It was sparked by the death of someone close to me. I had a weirdly comic and mystifying experience of grief and bereavement that had a lot to do with being a twin.

The idea of being cut in half but also doubled by the experience stayed with me for a long time before I began writing the book, which eventually became a novel, essentially, about the relationship between twins.

Other themes in the book, such as marriage and dual heritage, and the contrasts of comedy and tragedy, realism and the supernatural, became metaphors for twinness, for ‘two-ness’.

When did you first realise you wanted to write fiction?

I used to read a lot when I was a teenager and I was enthralled by this power some books had of enveloping you in another world, peculiar, vivid, complex worlds where anything was possible. I started off by writing poetry, but it wasn’t until I was in my twenties, working as a journalist and feeling somewhat restricted writing articles, that I began to want to create such worlds myself.

The way I read was changing. More than simply enjoying being seduced, I began to think about how and why I was being seduced. The more aware and discerning I became as a reader, the stronger became the desire to write. Good fiction, good writing, makes me want to write, and vice versa.

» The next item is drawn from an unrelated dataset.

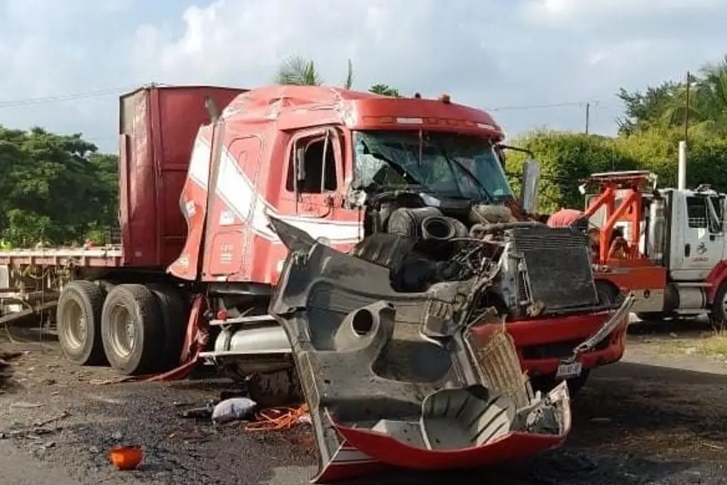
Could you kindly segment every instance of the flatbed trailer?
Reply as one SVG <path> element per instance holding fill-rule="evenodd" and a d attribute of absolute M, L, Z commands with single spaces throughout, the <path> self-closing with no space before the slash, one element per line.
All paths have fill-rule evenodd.
<path fill-rule="evenodd" d="M 473 412 L 489 406 L 484 388 L 470 385 L 484 380 L 474 353 L 503 326 L 547 391 L 563 380 L 579 387 L 623 353 L 629 300 L 596 284 L 585 234 L 526 220 L 502 167 L 504 135 L 484 111 L 449 97 L 324 87 L 150 87 L 121 97 L 119 121 L 120 244 L 0 251 L 7 286 L 60 292 L 58 338 L 74 364 L 164 379 L 204 358 L 244 379 L 261 405 L 302 394 L 317 413 L 321 476 L 340 477 L 396 454 L 365 446 L 371 436 L 361 430 L 348 444 L 328 439 L 334 426 L 318 386 L 340 391 L 356 414 L 349 425 L 373 418 L 385 428 L 401 409 L 422 409 L 411 392 L 421 382 L 433 403 L 449 402 L 445 384 L 458 382 L 470 387 L 457 399 L 478 394 Z M 377 383 L 359 389 L 342 372 L 317 382 L 319 358 L 370 369 Z M 565 388 L 554 392 L 569 412 Z M 384 388 L 398 397 L 380 398 Z M 367 402 L 376 416 L 357 414 Z M 511 430 L 527 436 L 529 453 L 569 428 L 550 440 Z M 449 450 L 430 451 L 438 468 L 452 466 Z M 364 462 L 347 461 L 352 453 Z M 512 454 L 481 450 L 457 462 Z"/>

And what did you do before you started writing?

I went into journalism not long after graduating from a media studies degree. I was a dancer for a while, but then decided that if it was a toss between dancing and writing, writing was the thing. I worked full-time on a woman’s magazine then went freelance and began writing fiction alongside journalism.

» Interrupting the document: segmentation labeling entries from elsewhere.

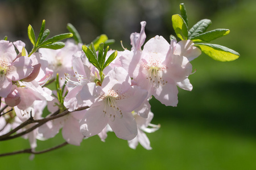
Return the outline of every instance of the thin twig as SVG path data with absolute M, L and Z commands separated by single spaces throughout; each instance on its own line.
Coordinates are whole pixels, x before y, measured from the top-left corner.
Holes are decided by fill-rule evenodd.
M 85 109 L 89 108 L 88 106 L 84 107 L 82 107 L 81 108 L 82 108 L 82 109 Z M 77 110 L 75 110 L 73 112 L 75 112 L 77 110 L 81 110 L 81 108 L 79 108 Z M 26 121 L 25 122 L 24 122 L 23 123 L 22 123 L 22 124 L 20 124 L 19 126 L 16 127 L 16 128 L 15 128 L 14 129 L 11 130 L 10 131 L 9 131 L 8 133 L 4 134 L 2 136 L 0 136 L 0 141 L 7 141 L 7 140 L 9 140 L 9 139 L 14 139 L 14 138 L 16 138 L 17 137 L 21 137 L 24 134 L 26 134 L 31 131 L 32 131 L 32 130 L 34 130 L 34 129 L 36 129 L 37 128 L 40 126 L 41 125 L 44 124 L 45 123 L 46 123 L 47 122 L 48 122 L 48 121 L 53 120 L 53 119 L 56 119 L 61 117 L 63 117 L 65 115 L 68 114 L 68 113 L 71 113 L 71 112 L 69 112 L 68 110 L 64 110 L 63 112 L 62 112 L 61 113 L 58 114 L 57 115 L 55 115 L 55 114 L 56 112 L 58 112 L 58 111 L 56 112 L 55 113 L 54 113 L 52 115 L 51 115 L 50 117 L 47 117 L 47 118 L 44 118 L 43 119 L 40 119 L 40 120 L 34 120 L 33 117 L 30 117 L 29 119 L 28 119 L 27 121 Z M 15 132 L 17 131 L 18 130 L 25 127 L 26 126 L 27 126 L 28 124 L 33 124 L 33 123 L 38 123 L 36 125 L 33 126 L 32 127 L 30 128 L 30 129 L 27 129 L 25 131 L 23 131 L 22 132 L 20 132 L 19 133 L 18 133 L 16 134 L 15 134 L 14 135 L 11 135 L 13 133 L 14 133 Z
M 7 107 L 8 107 L 7 105 L 5 105 L 2 109 L 0 110 L 0 113 L 1 113 L 2 112 L 3 112 L 3 110 L 7 108 Z M 0 114 L 0 117 L 1 117 L 2 114 Z
M 57 146 L 56 146 L 52 148 L 48 148 L 48 149 L 46 149 L 46 150 L 44 150 L 43 151 L 32 151 L 32 150 L 31 148 L 24 149 L 24 150 L 20 150 L 20 151 L 15 151 L 15 152 L 8 152 L 8 153 L 5 153 L 5 154 L 0 154 L 0 157 L 13 155 L 19 154 L 25 154 L 25 153 L 32 154 L 43 154 L 43 153 L 47 152 L 49 152 L 49 151 L 51 151 L 52 150 L 56 150 L 56 149 L 59 148 L 61 147 L 63 147 L 68 144 L 68 142 L 65 142 L 64 143 L 61 143 L 59 145 L 57 145 Z
M 1 117 L 1 116 L 3 116 L 3 115 L 5 115 L 5 114 L 6 114 L 6 113 L 9 113 L 10 112 L 11 112 L 11 111 L 13 111 L 13 108 L 11 108 L 11 109 L 10 110 L 8 110 L 8 111 L 7 111 L 7 112 L 5 112 L 5 113 L 3 113 L 3 114 L 0 114 L 0 117 Z
M 54 81 L 55 81 L 55 78 L 53 78 L 51 80 L 49 80 L 49 82 L 48 82 L 47 83 L 46 83 L 46 84 L 44 84 L 42 87 L 46 87 L 48 85 L 50 84 L 51 83 L 52 83 L 52 82 L 53 82 Z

What are you working on now?

Another novel. I’m at that agonising, chaotic conceptual stage where the idea is much, much bigger than I thought it was and I realise terrifying things, such as the small matter of having to research the entire history of the entire world, for instance. I’m also casually working on a short story about a little girl who gets sucked into a hoover.

Please could you tell us about what’s on your bookshelf? The old stuff, the unread stuff, the favourite books, the passing enthusiasm …

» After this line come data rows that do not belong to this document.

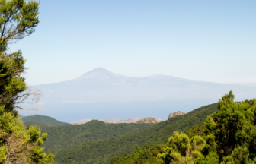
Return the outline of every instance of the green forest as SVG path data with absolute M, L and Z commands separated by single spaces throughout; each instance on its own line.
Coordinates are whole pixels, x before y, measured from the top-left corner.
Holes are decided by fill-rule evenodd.
M 175 131 L 164 144 L 136 146 L 117 163 L 255 163 L 256 99 L 235 102 L 230 91 L 206 121 L 186 131 Z
M 47 126 L 58 126 L 58 125 L 70 125 L 69 123 L 61 122 L 49 116 L 40 115 L 24 116 L 24 117 L 22 117 L 21 119 L 24 122 L 33 121 L 33 122 L 37 122 L 39 124 L 47 125 Z
M 49 134 L 48 138 L 50 138 L 43 146 L 46 147 L 47 151 L 56 156 L 55 161 L 58 163 L 110 162 L 114 157 L 121 157 L 124 154 L 132 153 L 136 145 L 142 147 L 146 144 L 152 145 L 165 144 L 171 136 L 173 131 L 187 131 L 193 126 L 202 124 L 208 115 L 216 110 L 217 104 L 212 104 L 158 124 L 107 124 L 94 121 L 81 125 L 47 127 L 47 128 L 42 127 L 42 131 L 47 132 Z M 89 128 L 89 126 L 94 126 L 94 128 L 91 128 L 91 130 L 98 131 L 97 133 L 94 133 L 98 134 L 95 137 L 99 136 L 100 137 L 97 137 L 96 138 L 93 131 L 81 133 L 74 137 L 70 133 L 70 137 L 68 134 L 63 133 L 71 131 L 68 130 L 69 128 L 85 129 L 87 127 Z M 106 126 L 110 128 L 118 128 L 120 131 L 118 132 L 118 134 L 117 131 L 102 130 L 104 129 L 102 127 Z M 98 129 L 95 128 L 96 127 L 98 127 L 99 129 L 96 130 Z M 124 130 L 124 128 L 126 128 L 125 130 L 126 131 L 122 132 L 122 129 Z M 136 130 L 136 128 L 137 130 Z M 50 130 L 53 132 L 50 132 Z M 53 134 L 56 131 L 58 132 L 56 134 Z M 74 131 L 77 131 L 74 130 Z M 59 133 L 62 134 L 59 134 Z M 52 135 L 53 137 L 50 137 Z M 104 137 L 101 137 L 101 136 L 104 136 Z M 91 139 L 90 140 L 90 138 Z M 59 139 L 60 141 L 57 140 Z M 49 143 L 47 143 L 48 141 Z
M 232 90 L 159 123 L 20 118 L 21 104 L 37 103 L 40 94 L 25 81 L 21 50 L 9 47 L 35 32 L 38 14 L 38 2 L 0 2 L 0 164 L 256 163 L 256 99 L 236 102 Z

There are ever-mounting books and not enough shelves and I’m in desperate need of a study. Among the favourites are Jeffrey Eugenides’ Middlesex, Jean Rhys’s After Leaving Mr Mackenzie, Mark Doty’s Heaven’s CoastStardust by Neil Gaiman, short story collections by Raymond Carver, Jackie Kay, Anton Chekhov and Ali Smith, and the poems of Rita Dove and Mary Oliver. Vikram Seth’s A Suitable Boy is gathering dust on the bedroom bookshelf – I fully intend to get further than a fifth of the way through but I’ve accepted that it will take some years.

There are novels by Dickens and the Brontës, Jonathan Franzen, Jane Austen, Haruki Murakami and of course Toni Morrison. And I had a passing liaison with the Complete Lyrics of Nick Cave, until I realised that he’s better consumed with music (as are most musicians, except for Leonard Cohen, who’s an incredible poet).

Is there one book by a woman (that isn’t eligible for this year’s Orange Prize for Fiction) that you’d like to recommend to website visitors?

Arundhati Roy’s The God of Small Things.

Why that book?

Because it had me by the throat from beginning to end and I felt bereft when it was over. It’s a marvellously idiosyncratic book.

It captures the childhood viewpoint perfectly, the fun and innocence of that world, while also succeeding in shedding a piercing light on violence and abuse, oppressive social and political structures, all the more powerfully because they are explored through the child’s eye.

It is also a book that’s profoundly interested in language. One of the best lines from it: ‘The silence was unsure about this compromise.’

Is there anything else you’d like to tell website visitors?

One of the most important things I learnt from writing 26a is that novels usually don’t come out fully formed at the outset.

It takes drafting, writing bad stuff in order to make it good, a broadness of mind so that the work has enough space to become whatever it is capable of becoming – and an awful lot of worry, swimming, and strange behaviour.